The recent fracas at Jawaharlal Nehru University (JNU), followed by a pitch battle on the judicial premises, is being seen by some as part of the rising intolerance pattern. Critics attribute it to the aggressive Hindu nationalist ideology of Bharatiya Janta Party (BJP) which is at odds with intellectual freedom and dissent. Noted historian Romila Thapar expounded BJP-RSS's core ideology as memorization of a narrow set of questions and answers which prohibit any doubt or deviation.
The viral images of a BJP lawmaker beating up a left activist would seem to support this assertion. Interestingly, while the fracas was unfolding in the national capital an RSS activist was brutally murdered by purported CPM activists in Kannur.
This brings me to the moot question, is violence the fief of a particular political ideology, and by extension the operationalizing political outfit? To address this question I analyze the data from India Sub National Problem Set, which has recorded information on violent conflicts in India until 2004. The recorded events include categories such as terrorist incidents, communal and ethnic riots, state organized violence etc. To narrow down on the issue of political violence, I focus on incidents where at least one political outfit was involved. This sub-sample constitutes about 14 percent of the total recorded incidents in the dataset. In what follows I discuss the emergent patterns.

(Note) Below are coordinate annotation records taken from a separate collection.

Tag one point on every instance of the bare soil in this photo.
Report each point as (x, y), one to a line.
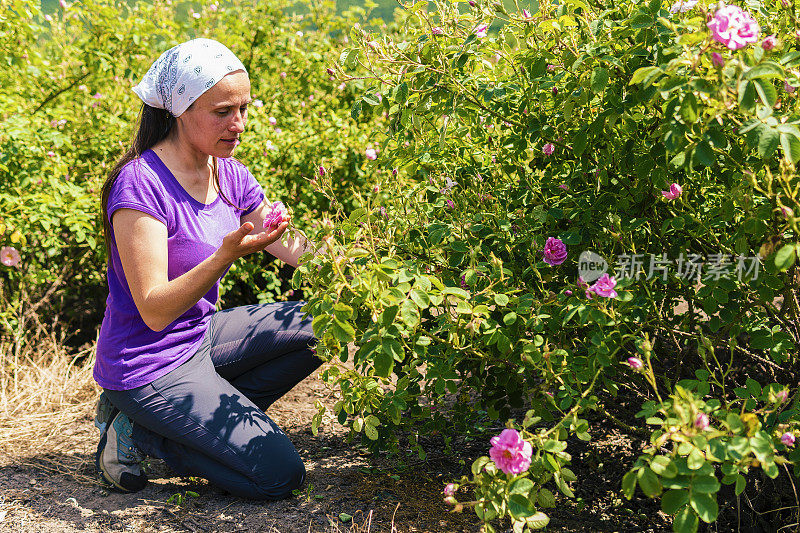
(54, 488)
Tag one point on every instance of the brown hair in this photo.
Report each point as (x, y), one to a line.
(153, 127)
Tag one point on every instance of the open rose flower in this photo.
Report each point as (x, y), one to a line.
(480, 30)
(635, 363)
(275, 216)
(9, 256)
(604, 286)
(555, 251)
(733, 27)
(673, 193)
(510, 452)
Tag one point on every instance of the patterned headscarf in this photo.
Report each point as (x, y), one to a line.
(184, 72)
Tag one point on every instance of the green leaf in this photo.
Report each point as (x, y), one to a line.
(689, 108)
(741, 483)
(705, 506)
(766, 92)
(785, 257)
(791, 147)
(579, 143)
(673, 500)
(705, 484)
(664, 467)
(642, 73)
(538, 520)
(764, 70)
(343, 331)
(521, 486)
(747, 95)
(696, 459)
(520, 507)
(685, 521)
(599, 79)
(546, 498)
(371, 432)
(629, 484)
(704, 154)
(384, 364)
(768, 139)
(649, 482)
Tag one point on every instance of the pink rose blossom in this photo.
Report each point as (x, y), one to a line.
(9, 256)
(733, 27)
(555, 251)
(682, 6)
(635, 363)
(673, 193)
(275, 216)
(510, 452)
(701, 421)
(604, 286)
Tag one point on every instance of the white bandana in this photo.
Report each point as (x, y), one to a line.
(184, 72)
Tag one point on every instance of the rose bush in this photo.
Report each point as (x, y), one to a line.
(660, 137)
(67, 111)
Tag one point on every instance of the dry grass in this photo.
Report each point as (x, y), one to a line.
(43, 391)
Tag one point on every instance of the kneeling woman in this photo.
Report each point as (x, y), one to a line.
(180, 381)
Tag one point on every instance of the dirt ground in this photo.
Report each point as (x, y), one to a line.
(347, 489)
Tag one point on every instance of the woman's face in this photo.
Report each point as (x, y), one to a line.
(214, 121)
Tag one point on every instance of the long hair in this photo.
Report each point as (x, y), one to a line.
(154, 125)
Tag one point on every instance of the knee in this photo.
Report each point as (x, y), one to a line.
(277, 481)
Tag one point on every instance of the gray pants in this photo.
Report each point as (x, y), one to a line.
(206, 418)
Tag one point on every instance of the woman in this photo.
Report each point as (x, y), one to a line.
(180, 381)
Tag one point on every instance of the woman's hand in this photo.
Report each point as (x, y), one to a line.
(240, 242)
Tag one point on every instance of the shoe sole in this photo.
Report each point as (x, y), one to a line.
(103, 474)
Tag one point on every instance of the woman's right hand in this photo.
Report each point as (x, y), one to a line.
(240, 242)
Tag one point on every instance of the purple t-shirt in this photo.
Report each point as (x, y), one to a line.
(130, 354)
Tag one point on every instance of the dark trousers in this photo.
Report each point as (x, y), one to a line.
(206, 418)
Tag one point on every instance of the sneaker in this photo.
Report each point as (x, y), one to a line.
(118, 460)
(102, 412)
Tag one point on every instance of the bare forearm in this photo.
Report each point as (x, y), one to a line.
(165, 303)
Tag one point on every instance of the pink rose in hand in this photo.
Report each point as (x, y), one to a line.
(275, 216)
(510, 452)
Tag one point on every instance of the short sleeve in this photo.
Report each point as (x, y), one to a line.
(138, 187)
(249, 193)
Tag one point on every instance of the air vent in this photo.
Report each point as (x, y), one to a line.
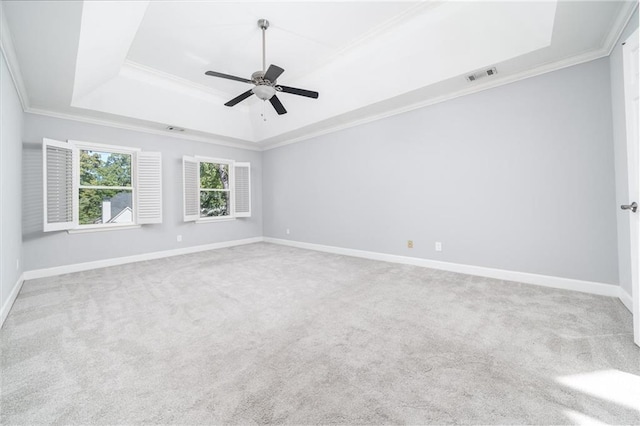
(481, 74)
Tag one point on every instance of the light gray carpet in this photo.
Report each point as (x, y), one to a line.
(271, 334)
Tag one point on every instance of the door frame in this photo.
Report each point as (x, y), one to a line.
(631, 89)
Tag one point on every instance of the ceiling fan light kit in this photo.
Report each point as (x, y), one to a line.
(265, 81)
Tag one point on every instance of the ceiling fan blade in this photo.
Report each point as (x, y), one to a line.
(239, 99)
(273, 73)
(277, 105)
(227, 76)
(300, 92)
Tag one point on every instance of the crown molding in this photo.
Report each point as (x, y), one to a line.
(620, 23)
(9, 53)
(504, 80)
(144, 129)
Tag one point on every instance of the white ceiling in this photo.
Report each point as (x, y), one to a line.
(141, 64)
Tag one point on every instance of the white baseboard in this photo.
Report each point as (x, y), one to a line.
(77, 267)
(501, 274)
(625, 298)
(12, 298)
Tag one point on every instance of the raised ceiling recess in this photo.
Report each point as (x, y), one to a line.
(142, 64)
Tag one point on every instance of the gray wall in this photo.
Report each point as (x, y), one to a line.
(620, 150)
(42, 250)
(10, 183)
(520, 177)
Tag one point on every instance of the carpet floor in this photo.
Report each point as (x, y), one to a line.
(264, 333)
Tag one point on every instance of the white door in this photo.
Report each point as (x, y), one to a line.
(631, 83)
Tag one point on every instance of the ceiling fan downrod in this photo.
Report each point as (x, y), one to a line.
(264, 24)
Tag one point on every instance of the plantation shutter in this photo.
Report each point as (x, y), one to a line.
(191, 188)
(243, 189)
(58, 159)
(148, 187)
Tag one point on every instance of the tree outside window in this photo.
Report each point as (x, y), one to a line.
(105, 189)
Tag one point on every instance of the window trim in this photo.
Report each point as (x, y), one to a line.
(231, 190)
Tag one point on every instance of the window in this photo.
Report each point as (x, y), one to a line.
(93, 186)
(105, 192)
(215, 189)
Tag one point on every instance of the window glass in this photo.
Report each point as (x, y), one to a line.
(215, 191)
(105, 191)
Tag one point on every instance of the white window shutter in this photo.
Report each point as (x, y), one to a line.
(148, 187)
(59, 160)
(191, 188)
(243, 189)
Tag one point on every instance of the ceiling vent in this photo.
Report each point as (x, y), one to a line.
(481, 74)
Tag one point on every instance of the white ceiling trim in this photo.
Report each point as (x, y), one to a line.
(144, 129)
(619, 25)
(173, 80)
(106, 33)
(479, 87)
(555, 66)
(9, 53)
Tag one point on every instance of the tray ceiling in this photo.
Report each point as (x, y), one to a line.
(141, 63)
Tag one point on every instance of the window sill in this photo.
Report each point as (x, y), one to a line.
(89, 228)
(216, 219)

Temporal and Spatial Distribution of Political Violence
Political violence in India, both in terms of incidence and magnitude, shows a downward trend over the sample period (Appendix, Figure 1). Political violence peaked in the period from 1966 to 1970, driven by the violence involving communist parties (see Figure 4).

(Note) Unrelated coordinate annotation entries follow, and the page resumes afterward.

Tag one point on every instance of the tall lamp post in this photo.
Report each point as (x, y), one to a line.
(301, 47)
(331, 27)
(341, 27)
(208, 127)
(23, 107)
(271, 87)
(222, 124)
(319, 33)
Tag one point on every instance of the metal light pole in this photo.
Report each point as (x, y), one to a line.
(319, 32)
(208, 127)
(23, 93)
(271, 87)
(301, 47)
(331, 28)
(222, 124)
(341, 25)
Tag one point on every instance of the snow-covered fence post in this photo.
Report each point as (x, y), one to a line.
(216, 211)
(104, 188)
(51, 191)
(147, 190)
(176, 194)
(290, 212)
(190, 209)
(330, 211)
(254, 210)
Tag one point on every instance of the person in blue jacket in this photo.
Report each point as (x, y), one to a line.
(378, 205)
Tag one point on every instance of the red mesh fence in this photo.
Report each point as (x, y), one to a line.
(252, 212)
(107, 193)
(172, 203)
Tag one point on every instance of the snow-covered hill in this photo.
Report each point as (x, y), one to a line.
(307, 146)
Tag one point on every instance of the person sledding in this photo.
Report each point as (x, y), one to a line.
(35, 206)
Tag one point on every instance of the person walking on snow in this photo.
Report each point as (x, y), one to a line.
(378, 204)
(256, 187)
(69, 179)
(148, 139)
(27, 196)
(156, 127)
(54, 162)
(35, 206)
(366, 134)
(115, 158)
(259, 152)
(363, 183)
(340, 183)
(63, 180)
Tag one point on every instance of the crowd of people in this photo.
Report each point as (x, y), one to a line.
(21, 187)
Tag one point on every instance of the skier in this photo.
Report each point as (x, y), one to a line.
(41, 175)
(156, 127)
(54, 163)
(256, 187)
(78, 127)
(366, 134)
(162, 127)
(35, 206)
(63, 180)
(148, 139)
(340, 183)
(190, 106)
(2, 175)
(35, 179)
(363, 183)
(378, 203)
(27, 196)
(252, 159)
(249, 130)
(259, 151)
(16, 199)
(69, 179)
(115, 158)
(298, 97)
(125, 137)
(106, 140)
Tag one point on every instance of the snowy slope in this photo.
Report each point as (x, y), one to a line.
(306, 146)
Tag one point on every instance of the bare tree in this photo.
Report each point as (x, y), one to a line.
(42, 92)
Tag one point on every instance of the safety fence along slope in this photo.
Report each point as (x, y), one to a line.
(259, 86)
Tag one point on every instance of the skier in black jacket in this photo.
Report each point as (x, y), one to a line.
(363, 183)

West Bengal, Assam and Tamil Nadu were most affected by political violence over the sample period. West Bengal alone accounted for over 34 percent of all political violence related deaths in the sub-sample (Figure 2).
Which Parties are Associated with Most Violence?
Unraveling the data by political parties shows that incidents involving BJP, Congress and CPI and CPM (Communists henceforth) account for 74 percent of all deaths in the sub sample. I club the two main communist parties together as they operationalize the same political ideology.
While Congress was associated with most number of incidents, the Communists were associated with most number of deaths (Figure 3).
No clear trend emerges from the temporal profile of violence across the three political parties (Figure 4). Notably, while the violence associated with both Congress and the Communists peaked before 1980s, for BJP it peaked in the 90s.
Is Violence Positively Associated with Political Power?
On the basis of above observation I set up a testable hypothesis i.e. is political violence positively correlated with political power enjoyed by a party? Increasing electoral success may embolden party cadre to resort to violence against their opposition. In a more extreme scenario, the party in power may use institutional authority to systematically target and weaken its opposition. On the flip side, political violence may have a non-linear relationship with political power i.e. the likelihood of violence is maximum when the competition for political control is in balance.
To test this hypothesis I combine data on political violence with State Assembly elections data sourced from the Election Commission of India. I use state assembly vote share as a proxy for political power. If the hypothesis holds we should expect a positive correlation between a party's vote share and the political violence associated with it. I also use squares of assembly vote shares to control for plausible non-linear relationship.
The results are presented in Table 1 at the end. The correlations are statistically insignificant, except for Congress vote share which is positively correlated with violence associated with the Communists (Column 1 and 4). This may indicate to use of violence by the dominant political party, in retaliation to the improving electoral fortunes of its opposition. While these are rudimentary correlations, one can develop an empirical framework (a la Mitra and Ray, 2014) to unpack this association.
Conclusion
Three patterns emerge from an investigation of data on political violence in India. Political violence has been on a decline over the sample period. Second, West Bengal accounts for the biggest share of political violence. Finally, Congress and the Communists are associated with most political violence according to the sample.
These patterns should be seen in consonance with the caveats in the dataset. First, the data is only available till 2004. The relative share of violence associated with these parties may change if the series was updated. Second, non-treatment of certain events such as Anti Sikh riots or Gujarat riots as political violence could be questioned, as they involved active participation of certain parties' cadre.
On a concluding note, empirical literature on political violence and political power in India is scant and could be an interesting topic for future research.